The red and blue Trojans are turning green with the beginnings of a new program at Portsmouth City Schools to teach kids about gardening and food security.
Portsmouth teachers Leonard Poage, Wes Hartman, Tony Lavender, and principal Doug Poage have presented their program, called Grow Up Portsmouth, to the Portsmouth School Board during its regular meeting on Sept. 22. Classrooms at Portsmouth High School are already participating in some way or another, and the plan is to expand the program for students and classrooms throughout the entire district.
“What we hope to do is establish an interest in a program in growing; particularly how to grow food. The way the economy and the world is changing, the way that energy prices are going, people are going to need to grow more of their own food. We hope to get more of an interest up so that students will be excited about doing that, and also develop more career and professional opportunities, ” Lavender said.
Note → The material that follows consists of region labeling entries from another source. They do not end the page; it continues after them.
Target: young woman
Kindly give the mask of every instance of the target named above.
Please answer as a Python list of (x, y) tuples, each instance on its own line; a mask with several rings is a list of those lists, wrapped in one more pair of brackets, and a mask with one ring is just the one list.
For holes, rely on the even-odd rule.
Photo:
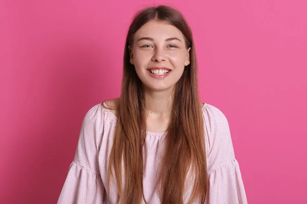
[(201, 103), (192, 33), (166, 6), (139, 12), (120, 97), (85, 116), (58, 203), (247, 203), (228, 123)]

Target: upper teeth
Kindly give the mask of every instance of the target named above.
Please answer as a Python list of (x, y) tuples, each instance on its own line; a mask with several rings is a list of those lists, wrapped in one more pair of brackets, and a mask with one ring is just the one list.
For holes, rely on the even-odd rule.
[(169, 71), (169, 70), (165, 70), (165, 69), (159, 69), (159, 70), (149, 70), (149, 71), (154, 74), (164, 74), (166, 73), (167, 73)]

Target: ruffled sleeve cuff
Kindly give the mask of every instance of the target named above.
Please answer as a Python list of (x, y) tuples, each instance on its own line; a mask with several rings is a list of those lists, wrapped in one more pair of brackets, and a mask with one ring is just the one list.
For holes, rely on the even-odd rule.
[(57, 203), (102, 203), (104, 189), (99, 174), (73, 161)]
[(210, 203), (246, 204), (247, 199), (239, 164), (233, 159), (208, 173)]

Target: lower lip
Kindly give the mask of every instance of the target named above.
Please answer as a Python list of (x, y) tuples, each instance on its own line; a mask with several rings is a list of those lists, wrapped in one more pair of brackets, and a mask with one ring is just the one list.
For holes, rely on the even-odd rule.
[(163, 79), (166, 78), (166, 76), (167, 76), (167, 75), (168, 75), (168, 74), (171, 71), (171, 70), (169, 70), (168, 71), (168, 72), (164, 74), (161, 74), (161, 75), (157, 75), (157, 74), (154, 74), (150, 72), (149, 71), (149, 70), (147, 70), (147, 71), (148, 72), (148, 73), (149, 73), (149, 75), (150, 75), (150, 76), (152, 76), (154, 78), (156, 79)]

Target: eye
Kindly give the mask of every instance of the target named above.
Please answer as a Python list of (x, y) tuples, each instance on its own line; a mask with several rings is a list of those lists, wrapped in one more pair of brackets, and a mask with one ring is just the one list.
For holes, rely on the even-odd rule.
[(144, 46), (141, 46), (141, 47), (146, 47), (146, 46), (151, 46), (150, 45), (145, 45)]

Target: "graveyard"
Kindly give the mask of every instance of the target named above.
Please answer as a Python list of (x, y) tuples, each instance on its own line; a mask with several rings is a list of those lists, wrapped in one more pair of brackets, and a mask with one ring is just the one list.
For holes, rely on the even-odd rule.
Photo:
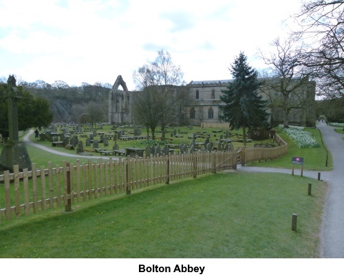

Growing produce in the classroom can also be used as a tool to learn about social issues, such as climate change and food insecurity.
“Students are learning how to solve problems,” Leonard Poage said. “We were having issues where our cucumber plants were folding in, so they had to research it and figure out plant food and measure it. Each day they have to measure their plants, and turn them if they think it's getting too much sun. It’s really a lot of problem-solving, cooperative learning, and communication.”
During their presentation to the school board, the teachers showed images of garden towers that they will soon be adding to the classrooms. Each tower can grow up to 32 plants.
“As soon as we get the towers in we’re going to try to spread them out around the high school building and maybe a couple in the elementary. The towers themselves have self-contained pumps and water. It comes with pH strips and everything you need to test the water, fertilize, and all those things. You just start the seeds, pop them in the tower and they grow,” Hartman said.
Doug Poage said he would love to see the program help serve the community beyond just Portsmouth School. The food they produce will be used within the district itself, as much as possible, and if there is extra it will be shared with local pantries and programs like the Stephen A. Hunter Backpack Program.